Schmidt worked until the very end to help free Khodorkovsky from his unlawful imprisonment in an impressive demonstration of his convictions.  Pavel Khodorkovsky commented, “Schmidt clearly knew that he was confronting a spectre of bygone Gulag years that dragged his family apart decades earlier, yet repeated again and again: ‘I want to live to see the day when Mikhail Khodorkovsky is set free.’ He sustained us, and we held on – and for that we are indebted to him.”

Having spent a long career defending dissidents, political prisoners, and others facing persecution, the loss of Yuri Markovich has been mourned by many.

Schmidt graduated in 1960 from the Leningrad State University Faculty of Law and became a member of the Leningrad City Bar.
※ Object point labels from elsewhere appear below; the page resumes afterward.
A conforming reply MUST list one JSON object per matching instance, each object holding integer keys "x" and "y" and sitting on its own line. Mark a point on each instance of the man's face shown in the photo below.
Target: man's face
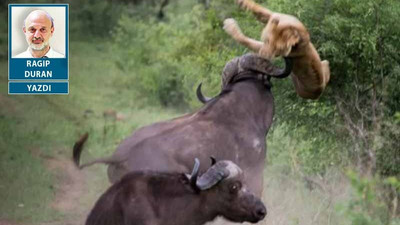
{"x": 38, "y": 30}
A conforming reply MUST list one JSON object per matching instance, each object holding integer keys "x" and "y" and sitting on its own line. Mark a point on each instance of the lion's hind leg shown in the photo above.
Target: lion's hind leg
{"x": 261, "y": 13}
{"x": 232, "y": 28}
{"x": 326, "y": 73}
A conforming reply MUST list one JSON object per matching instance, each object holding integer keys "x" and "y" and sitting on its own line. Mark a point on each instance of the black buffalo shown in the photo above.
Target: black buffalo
{"x": 232, "y": 126}
{"x": 160, "y": 198}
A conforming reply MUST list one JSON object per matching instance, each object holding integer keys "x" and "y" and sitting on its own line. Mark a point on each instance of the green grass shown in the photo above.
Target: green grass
{"x": 36, "y": 126}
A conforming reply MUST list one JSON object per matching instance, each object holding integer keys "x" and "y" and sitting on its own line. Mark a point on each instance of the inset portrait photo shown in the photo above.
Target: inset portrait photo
{"x": 38, "y": 31}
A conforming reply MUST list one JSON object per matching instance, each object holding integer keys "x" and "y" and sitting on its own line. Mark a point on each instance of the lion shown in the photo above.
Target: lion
{"x": 284, "y": 35}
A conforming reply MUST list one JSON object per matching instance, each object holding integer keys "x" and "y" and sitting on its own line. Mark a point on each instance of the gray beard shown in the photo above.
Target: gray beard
{"x": 39, "y": 47}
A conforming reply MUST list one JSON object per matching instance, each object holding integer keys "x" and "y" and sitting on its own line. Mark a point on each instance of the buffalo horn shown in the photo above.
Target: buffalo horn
{"x": 195, "y": 173}
{"x": 200, "y": 95}
{"x": 213, "y": 160}
{"x": 213, "y": 175}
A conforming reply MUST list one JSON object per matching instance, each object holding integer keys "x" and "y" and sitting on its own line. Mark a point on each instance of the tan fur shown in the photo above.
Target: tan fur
{"x": 285, "y": 35}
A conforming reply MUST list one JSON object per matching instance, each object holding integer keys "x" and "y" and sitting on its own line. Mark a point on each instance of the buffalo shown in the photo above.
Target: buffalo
{"x": 232, "y": 126}
{"x": 160, "y": 198}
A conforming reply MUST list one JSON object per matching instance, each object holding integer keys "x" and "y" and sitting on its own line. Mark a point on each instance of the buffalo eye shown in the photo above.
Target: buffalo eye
{"x": 235, "y": 187}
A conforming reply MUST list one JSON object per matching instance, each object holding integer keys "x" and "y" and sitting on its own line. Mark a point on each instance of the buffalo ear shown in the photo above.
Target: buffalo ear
{"x": 195, "y": 174}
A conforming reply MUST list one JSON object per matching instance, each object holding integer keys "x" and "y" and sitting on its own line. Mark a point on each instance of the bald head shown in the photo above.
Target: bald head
{"x": 39, "y": 15}
{"x": 38, "y": 28}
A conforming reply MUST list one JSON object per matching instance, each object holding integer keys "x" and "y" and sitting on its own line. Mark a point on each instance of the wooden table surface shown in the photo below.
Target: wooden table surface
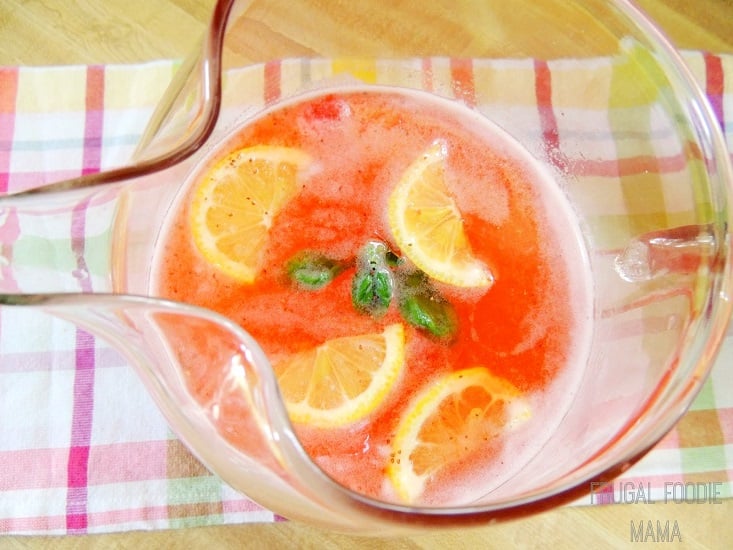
{"x": 52, "y": 32}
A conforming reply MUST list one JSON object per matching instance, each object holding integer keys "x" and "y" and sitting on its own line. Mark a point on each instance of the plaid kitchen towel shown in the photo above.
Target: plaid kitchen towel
{"x": 82, "y": 446}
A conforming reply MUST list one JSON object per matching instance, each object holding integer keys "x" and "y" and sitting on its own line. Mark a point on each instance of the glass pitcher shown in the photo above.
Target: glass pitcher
{"x": 615, "y": 116}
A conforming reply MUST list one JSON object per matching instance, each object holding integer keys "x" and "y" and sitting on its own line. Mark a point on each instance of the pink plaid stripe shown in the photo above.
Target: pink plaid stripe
{"x": 81, "y": 429}
{"x": 150, "y": 486}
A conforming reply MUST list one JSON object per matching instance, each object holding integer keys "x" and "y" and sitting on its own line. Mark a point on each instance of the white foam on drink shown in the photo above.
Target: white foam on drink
{"x": 549, "y": 406}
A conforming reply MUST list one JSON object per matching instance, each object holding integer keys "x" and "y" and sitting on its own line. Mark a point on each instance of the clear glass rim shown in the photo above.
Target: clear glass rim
{"x": 571, "y": 487}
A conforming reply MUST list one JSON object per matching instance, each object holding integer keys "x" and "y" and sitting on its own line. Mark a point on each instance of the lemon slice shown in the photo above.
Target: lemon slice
{"x": 236, "y": 201}
{"x": 427, "y": 226}
{"x": 449, "y": 421}
{"x": 344, "y": 379}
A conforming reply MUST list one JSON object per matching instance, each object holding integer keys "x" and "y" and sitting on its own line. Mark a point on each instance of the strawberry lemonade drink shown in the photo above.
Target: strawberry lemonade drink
{"x": 413, "y": 275}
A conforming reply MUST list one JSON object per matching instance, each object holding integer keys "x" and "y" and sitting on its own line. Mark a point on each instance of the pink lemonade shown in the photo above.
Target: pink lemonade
{"x": 529, "y": 328}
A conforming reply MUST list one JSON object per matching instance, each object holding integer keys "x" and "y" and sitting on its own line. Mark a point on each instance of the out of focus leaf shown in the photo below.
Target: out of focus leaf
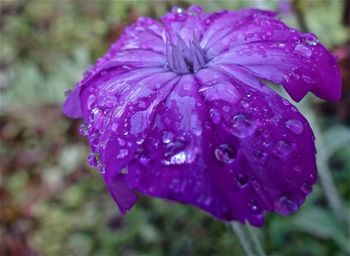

As the Soviet Union was unravelling, in 1991 he formed the Russian Committee of Lawyers in Defence of Human Rights. In 1997 he was named Lawyer of the Year and received Russia’s prestigious Femida Award. In 1999 the International League for Human Rights bestowed upon Schmidt an honour for those having ”courageously defended the rights of others, facing persecution themselves.” In 2010 Schmidt was awarded the Dr Rainer Hildebrandt Medal, an international human rights award in recognition of extraordinary, non-violent commitment to human rights. In 2012 Schmidt received the Commander’s Cross of the Order of Merit of the Federal Republic of Germany, for his long commitment to achieving the rule of law in Russia, as well as his international recognition as a defender of human rights.

The U.S. organisation Human Rights Watch published a eulogy, remarking that Schmidt was “a deeply principled, unrelenting fighter for human rights and one of the most respected voices in Russia’s human rights movement.”

In a statement published on their website, the German-Russian Exchange stated “It is the parting from a great upright man who first in the Soviet Union then in Russia protected the law due to an internal want and with tireless commitment, highest authenticity and professionalism.”

Lastly, Mikhail Khodorkovsky issued a statement commemorating him, commenting, “Yuri Markovich supported me greatly – not only as a lawyer, but also as a human being, someone who himself had been through much in his life and who knew people of the kind one can look up to as role models. I am never going to forget the long talks he and I had. (…) I hope that I will be able to manifest the same kind of courage when my time comes. At least I have an example to follow in my life.”